For additional context, explore the IronPDF documentation home for API references, platform guides, and code examples covering common .NET PDF scenarios.


External references:

Frequently Asked Questions

How can I generate PDF documents in .NET Core?

You can generate PDF documents in .NET Core using IronPDF, which allows you to create PDFs from HTML, URLs, and Razor views using its advanced Chrome rendering engine.

What are the advantages of using IronPDF for PDF generation?

IronPDF provides several advantages, including ease of integration, support for pixel-perfect rendering, and the ability to create PDFs from various sources like HTML and URLs, making it ideal for building web applications that require PDF generation.

Can IronPDF handle complex PDF generation tasks?

Yes, IronPDF is designed to handle complex PDF generation tasks in the .NET environment, providing developers with the tools needed to create detailed and accurate PDF documents.

What is the role of the Chrome rendering engine in IronPDF?

The Chrome rendering engine in IronPDF ensures that the PDFs generated are pixel-perfect, maintaining the fidelity of the original HTML or web content.

Is IronPDF suitable for generating business documents like invoices and reports?

Absolutely, IronPDF is well-suited for generating business documents such as invoices and reports, offering precise rendering and support for various document formats.

What types of input can IronPDF convert into PDF?

IronPDF can convert inputs such as HTML, URLs, and Razor views into PDF documents, providing flexibility in content creation.

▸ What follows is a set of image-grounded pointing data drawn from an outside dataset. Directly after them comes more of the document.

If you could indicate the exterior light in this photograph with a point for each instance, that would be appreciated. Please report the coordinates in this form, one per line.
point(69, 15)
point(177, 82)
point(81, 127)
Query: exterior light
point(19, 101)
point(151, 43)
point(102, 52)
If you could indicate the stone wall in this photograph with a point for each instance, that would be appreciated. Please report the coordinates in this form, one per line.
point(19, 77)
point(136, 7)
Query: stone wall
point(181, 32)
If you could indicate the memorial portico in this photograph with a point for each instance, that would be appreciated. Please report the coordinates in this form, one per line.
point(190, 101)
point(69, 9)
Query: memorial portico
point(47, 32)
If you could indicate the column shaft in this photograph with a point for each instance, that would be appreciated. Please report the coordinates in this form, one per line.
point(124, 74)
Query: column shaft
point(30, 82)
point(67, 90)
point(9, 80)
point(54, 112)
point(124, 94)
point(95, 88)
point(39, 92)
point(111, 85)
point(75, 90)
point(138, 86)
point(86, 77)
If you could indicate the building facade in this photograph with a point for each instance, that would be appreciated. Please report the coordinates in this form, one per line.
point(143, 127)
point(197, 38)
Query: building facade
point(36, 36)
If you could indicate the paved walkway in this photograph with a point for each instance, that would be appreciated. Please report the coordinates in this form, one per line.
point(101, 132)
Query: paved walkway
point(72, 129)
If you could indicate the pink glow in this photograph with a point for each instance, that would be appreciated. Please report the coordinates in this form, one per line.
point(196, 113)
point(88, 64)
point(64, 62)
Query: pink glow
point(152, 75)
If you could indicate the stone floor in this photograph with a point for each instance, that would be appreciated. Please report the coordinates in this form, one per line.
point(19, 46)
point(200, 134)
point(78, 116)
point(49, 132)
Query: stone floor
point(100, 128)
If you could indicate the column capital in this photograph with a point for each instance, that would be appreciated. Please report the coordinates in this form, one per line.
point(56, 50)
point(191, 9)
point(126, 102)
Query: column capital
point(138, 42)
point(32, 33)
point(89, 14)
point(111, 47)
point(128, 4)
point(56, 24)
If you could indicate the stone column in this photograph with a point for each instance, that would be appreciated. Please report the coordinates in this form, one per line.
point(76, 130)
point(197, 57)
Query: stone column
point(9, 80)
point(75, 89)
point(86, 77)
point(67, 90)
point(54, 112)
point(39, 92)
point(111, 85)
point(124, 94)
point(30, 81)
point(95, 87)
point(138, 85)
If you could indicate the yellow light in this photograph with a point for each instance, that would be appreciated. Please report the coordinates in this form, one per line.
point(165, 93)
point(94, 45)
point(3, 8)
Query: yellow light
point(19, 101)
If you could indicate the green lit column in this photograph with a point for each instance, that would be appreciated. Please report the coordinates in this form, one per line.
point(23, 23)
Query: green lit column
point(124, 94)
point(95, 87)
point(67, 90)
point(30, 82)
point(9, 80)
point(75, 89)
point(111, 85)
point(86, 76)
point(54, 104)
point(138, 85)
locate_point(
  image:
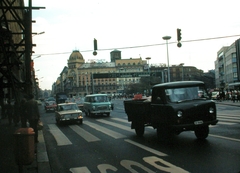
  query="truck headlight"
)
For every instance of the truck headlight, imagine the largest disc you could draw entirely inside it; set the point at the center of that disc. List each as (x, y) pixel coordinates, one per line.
(211, 110)
(179, 114)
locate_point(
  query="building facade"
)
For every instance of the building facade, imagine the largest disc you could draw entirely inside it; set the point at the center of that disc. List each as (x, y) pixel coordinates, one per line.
(80, 78)
(227, 67)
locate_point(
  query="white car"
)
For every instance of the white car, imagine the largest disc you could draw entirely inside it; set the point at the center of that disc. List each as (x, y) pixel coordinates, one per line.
(68, 112)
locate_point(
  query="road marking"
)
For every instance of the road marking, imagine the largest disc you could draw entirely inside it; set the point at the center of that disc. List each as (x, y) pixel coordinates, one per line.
(229, 117)
(84, 134)
(145, 148)
(222, 137)
(60, 138)
(105, 130)
(116, 125)
(121, 120)
(230, 120)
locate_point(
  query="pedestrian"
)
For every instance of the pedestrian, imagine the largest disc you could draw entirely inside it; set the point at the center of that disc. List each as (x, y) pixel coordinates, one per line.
(22, 112)
(32, 114)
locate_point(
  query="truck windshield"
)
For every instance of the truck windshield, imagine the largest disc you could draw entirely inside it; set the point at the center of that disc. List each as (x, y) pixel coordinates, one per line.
(183, 94)
(68, 107)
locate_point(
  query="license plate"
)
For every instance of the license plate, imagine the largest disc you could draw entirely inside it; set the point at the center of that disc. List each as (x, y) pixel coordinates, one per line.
(198, 122)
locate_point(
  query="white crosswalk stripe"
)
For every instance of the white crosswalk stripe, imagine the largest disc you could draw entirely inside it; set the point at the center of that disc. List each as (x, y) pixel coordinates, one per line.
(118, 123)
(104, 130)
(84, 134)
(60, 138)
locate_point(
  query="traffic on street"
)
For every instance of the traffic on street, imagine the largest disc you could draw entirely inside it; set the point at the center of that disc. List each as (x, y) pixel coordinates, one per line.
(108, 144)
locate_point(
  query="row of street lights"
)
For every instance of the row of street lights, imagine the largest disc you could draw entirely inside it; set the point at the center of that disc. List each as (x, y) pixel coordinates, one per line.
(168, 69)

Does IronPDF support ASP.NET Core applications?

Yes, IronPDF is fully compatible with ASP.NET Core applications, allowing developers to seamlessly integrate PDF generation capabilities into their web projects.

What are some common use cases for IronPDF in web applications?

Common use cases for IronPDF include generating PDFs for invoices, reports, and any other business documents required by web applications.

Curtis Chau
Technical Writer

Curtis Chau holds a Bachelor’s degree in Computer Science (Carleton University) and specializes in front-end development with expertise in Node.js, TypeScript, JavaScript, and React. Passionate about crafting intuitive and aesthetically pleasing user interfaces, Curtis enjoys working with modern frameworks and creating well-structured, visually appealing manuals.